Ketika pertamakali memutar The Best Of Black Sabbath, yang saya pinjam dari Ramdhan dengan janji akan dikembalikan dua hari ke depan, yang langsung menyita perhatian adalah intro demi intro dalam lagu-lagu mereka. Saking sukanya saya pada intro-intro yang dibangun lewat riff-riff gitaris Sabbath itu, sampai-sampai jadwal pengembalian kaset pinjaman molor dua minggu. Riff-riff yang tertuang di nomor-nomor legendaris Sabbath seperti “Paranoid”, “Iron Man”, “N.I.B” atau “Symptom Of The Universe”, membuat saya- yang baru menjelang akil baligh saat itu- “jatuh cinta pada pendengaran pertama.” Sehingga, sempat pula saya kecewa berat, disaat kawan sebangku di kelas 2 SMP itu menolak tawaran barter atas kaset temuan ayahnya tersebut. Kesungguhan saya untuk memiliki kaset, yang kemudian baru saya temukan lagi rilisannya sewaktu kuliah itu, bahkan membuat saya rela untuk menraktir Ramdhan setiap istirahat pertama selama beberapa hari. Tapi ternyata, harga Bubur Ayam atau beberapa porsi Baso Tahu Goreng yang biasanya mewah bagi anak usia sekolah menengah pertama ketika itu, tidak sebanding dengan harga kaset The Best Of Black Sabbath yang padahal didapatkan secara kebetulan, dengan cuma-cuma.
**
Orang dibalik intro-intro nan dahsyat yang mencengangkan saya itu adalah, Frank Anthony Iommi, gitaris Sabbath yang populer dengan panggilan : Tony Iommi. Gitaris yang lahir pada tanggal 19 Februari 1948 ini, mulai serius menekuni dunia musik, khususnya sebagai gitaris, setelah terinspirasi oleh permainan Hank Marvin, pemain gitar dari grup legendaris The Shadows. Hank Marvin & The Shadows pula yang menginspirasi fans fanatik FC. Aston Villa, Birmingham ini, untuk membentuk sebuah grup band bersama tiga karibnya semasa sekolah. Ya, pada medio 1967 itulah, Iommi mulai intensif melakukan jam session dengan beberapa grup beraliran blues dan rock, sebelum akhirnya menemukan “rumah permanen” bagi hasrat musikalisasinya bersama Earth- sebuah kelompok yang kemudian berganti nama menjadi Black Sabbath. Kelompok yang kelak dianggap sebagai pelopor metal nomor wahid ini Iommi dirikan bersama, Terence Michael Joseph Butler (Geezer Butler, bassist), William Thomas Ward (Bill Ward, drummer) serta salah satu vokalis yang kelak menjadi ikon Heavy Metal, John Michael Osbourne a.k.a Ozzy Osbourne.

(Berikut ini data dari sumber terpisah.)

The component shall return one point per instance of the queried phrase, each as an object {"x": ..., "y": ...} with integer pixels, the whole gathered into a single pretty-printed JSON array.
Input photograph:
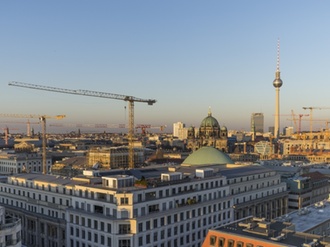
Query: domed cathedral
[{"x": 208, "y": 134}]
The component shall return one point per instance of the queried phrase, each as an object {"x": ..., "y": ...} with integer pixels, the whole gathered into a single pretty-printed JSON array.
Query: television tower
[{"x": 277, "y": 83}]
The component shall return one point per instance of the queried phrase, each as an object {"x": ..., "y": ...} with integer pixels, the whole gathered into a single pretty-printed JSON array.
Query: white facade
[
  {"x": 177, "y": 128},
  {"x": 10, "y": 230},
  {"x": 109, "y": 211},
  {"x": 11, "y": 162}
]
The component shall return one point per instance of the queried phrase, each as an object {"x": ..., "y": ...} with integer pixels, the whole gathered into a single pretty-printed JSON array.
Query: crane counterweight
[{"x": 129, "y": 99}]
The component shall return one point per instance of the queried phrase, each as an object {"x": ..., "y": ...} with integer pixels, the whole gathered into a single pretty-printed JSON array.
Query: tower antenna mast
[{"x": 277, "y": 83}]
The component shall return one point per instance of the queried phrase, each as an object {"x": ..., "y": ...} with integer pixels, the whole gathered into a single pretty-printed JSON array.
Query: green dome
[
  {"x": 210, "y": 121},
  {"x": 207, "y": 156}
]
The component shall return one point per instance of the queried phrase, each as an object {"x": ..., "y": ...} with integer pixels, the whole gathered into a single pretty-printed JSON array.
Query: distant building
[
  {"x": 257, "y": 122},
  {"x": 209, "y": 134},
  {"x": 112, "y": 157},
  {"x": 254, "y": 231},
  {"x": 12, "y": 162},
  {"x": 288, "y": 131},
  {"x": 177, "y": 127},
  {"x": 180, "y": 131},
  {"x": 307, "y": 189}
]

Pada masa-masa awal pembentukan karakter permainan gitarnya (medio 1967), Iommi mengalami sebuah peristiwa yang nyaris menutup karier bermusiknya. Ruas jari kanan gitaris kidal ini terpotong saat bekerja di pabrik logam, tempatnya mencari nafkah sebelum mapan sebagai musisi. Gagal mentransformasi diri dari seorang left-handed guitarist menjadi seorang right-handed guitarist, Iommi mengalami masa-masa depresi dan frustasi pasca “industrial accident” tersebut. Untung saja, Iommi memiliki kawan-kawan yang sangat peduli atas keberlangsungan kariernya. Lambat-laun kesehatan jasmani dan rohaninyapun pulih, terutama setelah Iommi mendengar kisah tragis yang pernah dialami Jean “Django” Reinhardt, seorang gitaris dan master musik Gypsy Jazz kelahiran Belgia. Reinhardt yang populer berkat permainannya di lagu “Minor Swing” itu, pernah mengalami kecelakaan tragis yang sampai merenggut fungsi normal jari kelingking dan jari manis kirinya ketika masih berusia 18 tahun. Berkat keteguhan hatinya, Reinhardt terus berkarya hingga ajal merenggutnya saat masih berusia 43 tahun. Masterpiece album buah karya Reinhardt, seperti Paris 1945 (1945), Ellingtonia (1947), Djangology (1949) hingga Django Reinhardt In His Rhythm (1959)-lah yang mengilhami Iommi, untuk terus bermusik dan melupakan cacat di dua ruas jari kanannya. Dengan pelindung ruas jari yang terbuat dari plastik lunak, Iommi kembali berlatih dan tampil secara rutin di berbagai pentas musik seputar kota Birmingham. Setelah melewati masa pemulihan fisik dan mental, Iommi juga sempat keluar dari Earth untuk mendukung Jethro Tull (1968), sebuah band yang punya nama besar di kancah Progressive Rock. Karena perbedaan visi, Iommi tercatat hanya sekali tampil sebagai personil Jethro Tull. Tepatnya ketika : Iommi dan band yang dimotori vokalis bergaya teatrikal, Ian Anderson itu, tampil dalam acara TV spesial, Rock & Roll Circus, memainkan lagu “Song for Jeffrey.”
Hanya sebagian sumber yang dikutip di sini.